Lebensschule Theaterproben

Leben auf Probe

Theaterproben sind eine Lebensschule. Das ist die These des Autors und Theaterwissenschaftlers Thomas Oberender. Was am Theater über das Leben zu lernen ist, und wie dieser Lernprozess im Detail aussieht, das beschreibt Oberender in seinem Buch.

"Leben auf Probe" verknüpft Erfahrungen, die Thomas Oberender am Theater sammelte, zu einem kompakten Kompendium. "Leben auf Probe" - das sind zehn Jahre Theaterarbeit kondensiert zu einem die Sinne weckenden literarischen Espresso. Der Autor nähert sich dem Theater von mehreren Seiten. Er schildert die Beiträge, die die am Entstehen einer Aufführung beteiligten Berufssparten leisten, von den Bühnenwerkstätten über die Beleuchter, hin zu den Souffleusen und den Schauspielern, allesamt Lehrberufe, die ein enormes Wissen über das Theater hüten.

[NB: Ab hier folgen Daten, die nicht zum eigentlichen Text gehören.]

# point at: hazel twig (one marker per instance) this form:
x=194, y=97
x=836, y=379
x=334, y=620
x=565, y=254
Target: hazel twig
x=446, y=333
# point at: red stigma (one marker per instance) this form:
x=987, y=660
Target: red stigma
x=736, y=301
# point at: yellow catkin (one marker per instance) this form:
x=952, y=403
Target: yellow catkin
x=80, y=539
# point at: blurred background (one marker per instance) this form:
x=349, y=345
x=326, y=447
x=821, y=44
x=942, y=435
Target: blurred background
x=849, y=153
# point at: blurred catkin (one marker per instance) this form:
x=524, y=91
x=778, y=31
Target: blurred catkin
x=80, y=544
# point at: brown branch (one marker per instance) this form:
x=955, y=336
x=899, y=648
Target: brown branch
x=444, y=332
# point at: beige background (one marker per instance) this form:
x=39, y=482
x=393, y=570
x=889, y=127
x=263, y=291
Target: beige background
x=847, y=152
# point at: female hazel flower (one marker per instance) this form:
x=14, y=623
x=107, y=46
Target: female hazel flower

Dazwischen tauchen Szenenbilder auf. Die Probenarbeit wird genau und doch unaufdringlich beschrieben. Das Geschehen auf den Theaterproben wird als eine eigene und von der Premiere unabhängige Theateraufführung geschildert. Thomas Oberender gewährt Einblicke hinter die Kulissen. Diese Einblicke sind nie indiskret und doch überraschend. So erfahren wir beispielsweise, dass Regisseure Autos lieben.

"Der Regieberuf ist ja oft einer der Selbstermächtigung", meint Oberender im Gespräch. "Leute, die vorgeben, zu wissen, wie es geht, die das Tempo vorgeben, die die Richtung vorgeben, die beschleunigen oder bremsen. Ich habe halt oft beobachtet, dass Regisseure oft ein geradezu erotisches Verhältnis zu Autos haben, deshalb fand ich das lustig, als in einer Szene der Regisseur plötzlich so unmittelbar mit einem Beispiel aus dem Straßenverkehr die Richtung wies."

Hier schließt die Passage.